During the British Mandate period, Burayr expanded westward, a mosque was built in the center of the village along with a clinic and grain mill. There were two primary schools—one for girls and one for boys—founded in 1920. Water was supplied by three wells inside the village and toward the end of the Mandate, villagers had drilled artesian wells. The local economy boosted in the 1940s when the Iraqi Petroleum Company discovered oil in the vicinity of Burayr and drilled an oil well. The activities of the marketplace were supplemented by a weekly Wednesday market that attracted other villagers and Bedouin. Agriculture and animal husbandry employed most of the residents and the main crops were citrus, grapes, and figs.

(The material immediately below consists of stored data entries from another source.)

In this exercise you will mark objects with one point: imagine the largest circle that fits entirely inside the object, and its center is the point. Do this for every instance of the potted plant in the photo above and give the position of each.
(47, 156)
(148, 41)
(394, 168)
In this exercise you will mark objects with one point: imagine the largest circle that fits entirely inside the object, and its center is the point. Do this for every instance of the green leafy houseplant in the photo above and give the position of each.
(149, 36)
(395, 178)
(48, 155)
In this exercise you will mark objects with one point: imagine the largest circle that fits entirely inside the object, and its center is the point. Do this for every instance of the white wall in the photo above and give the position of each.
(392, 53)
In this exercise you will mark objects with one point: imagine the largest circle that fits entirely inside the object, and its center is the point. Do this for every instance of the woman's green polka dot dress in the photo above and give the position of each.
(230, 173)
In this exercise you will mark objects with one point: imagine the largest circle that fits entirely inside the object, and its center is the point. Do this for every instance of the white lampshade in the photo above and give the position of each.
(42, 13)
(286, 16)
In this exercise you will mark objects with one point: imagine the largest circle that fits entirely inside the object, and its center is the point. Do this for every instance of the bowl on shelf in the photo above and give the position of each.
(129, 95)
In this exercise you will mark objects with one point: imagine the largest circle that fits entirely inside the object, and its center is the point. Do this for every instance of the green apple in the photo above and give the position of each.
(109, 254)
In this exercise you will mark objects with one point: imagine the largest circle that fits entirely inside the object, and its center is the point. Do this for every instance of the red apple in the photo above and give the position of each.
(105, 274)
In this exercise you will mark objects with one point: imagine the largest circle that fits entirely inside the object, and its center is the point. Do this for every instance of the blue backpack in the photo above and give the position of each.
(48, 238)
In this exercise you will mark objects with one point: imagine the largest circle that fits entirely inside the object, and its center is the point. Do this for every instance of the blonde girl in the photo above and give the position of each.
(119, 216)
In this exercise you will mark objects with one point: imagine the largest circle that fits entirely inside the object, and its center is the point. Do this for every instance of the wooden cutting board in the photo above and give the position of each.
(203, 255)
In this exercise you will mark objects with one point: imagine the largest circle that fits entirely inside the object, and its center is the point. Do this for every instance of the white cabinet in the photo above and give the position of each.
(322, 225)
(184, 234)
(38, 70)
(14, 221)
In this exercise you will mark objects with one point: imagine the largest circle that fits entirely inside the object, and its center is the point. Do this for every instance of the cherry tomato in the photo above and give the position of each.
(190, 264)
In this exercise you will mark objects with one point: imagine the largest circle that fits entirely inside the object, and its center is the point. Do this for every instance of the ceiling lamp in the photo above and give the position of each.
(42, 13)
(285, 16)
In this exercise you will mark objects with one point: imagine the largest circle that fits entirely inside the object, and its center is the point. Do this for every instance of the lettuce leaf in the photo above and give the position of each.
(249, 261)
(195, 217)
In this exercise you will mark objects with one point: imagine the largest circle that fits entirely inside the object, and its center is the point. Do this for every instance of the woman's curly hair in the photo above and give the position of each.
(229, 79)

In the 1922 census of Palestine, conducted by the British Mandate authorities, Bureir had a population of 1,591 inhabitants, all Muslims, increasing in the 1931 census to 1894, still all Muslim, in 414 houses.

In the 1945 statistics Bureir had a population of 2,740, all Muslims, with 44,220 dunams of land, according to an official land and population survey. Of this, 409 dunams were plantations and irrigable land, 43,319 used for cereals, while 130 dunams were built-up land.

====1948 war: depopulation and destruction====

On January 29, 1948, Yishuv forces entered the village in five armored vehicles, but were repulsed without casualties. On February 14, an Israeli convoy exchanged fire with the local militia and withdrew. The villagers built a barricade at the entrance of Burayr which was dismantled by British troops the next day.

In May 1948 the village was captured by the Palmach's Negev Brigade and Givati Brigade as part of Operation Barak. Dozens of army-age villagers were apparently executed and a teenage girl was apparently raped and killed. The remaining inhabitants fled to Gaza. Historian Saleh Abd al-Jawad estimated that 50 civilians were killed in the massacre. (Note: Haaretz, 27 Feb 2026, Adam Raz, Terror Was Needed to Make Arabs Leave: What the Israeli Army Did in 1948, Revealed. Quotation: "Six massacres exacted between 50 and 100 victims: [...] in the village of Bureir north of Gaza.")

===Aftermath===
Following the war the area was incorporated into the State of Israel. The moshavim of Tlamim and Heletz were established on village land in 1950, with Sde David later established in 1955, and Zohar in 1956, both also on village land.

In 1992, the Arab village site was described: "Scattered cactuses as well as some lotus and sycamore trees grow on the site. One can see remnants of houses, including an insubstantial portion of a cement wall, among some eucalyptus trees at the entrance of one house. Some village streets are still visible. The lands around the site are cultivated."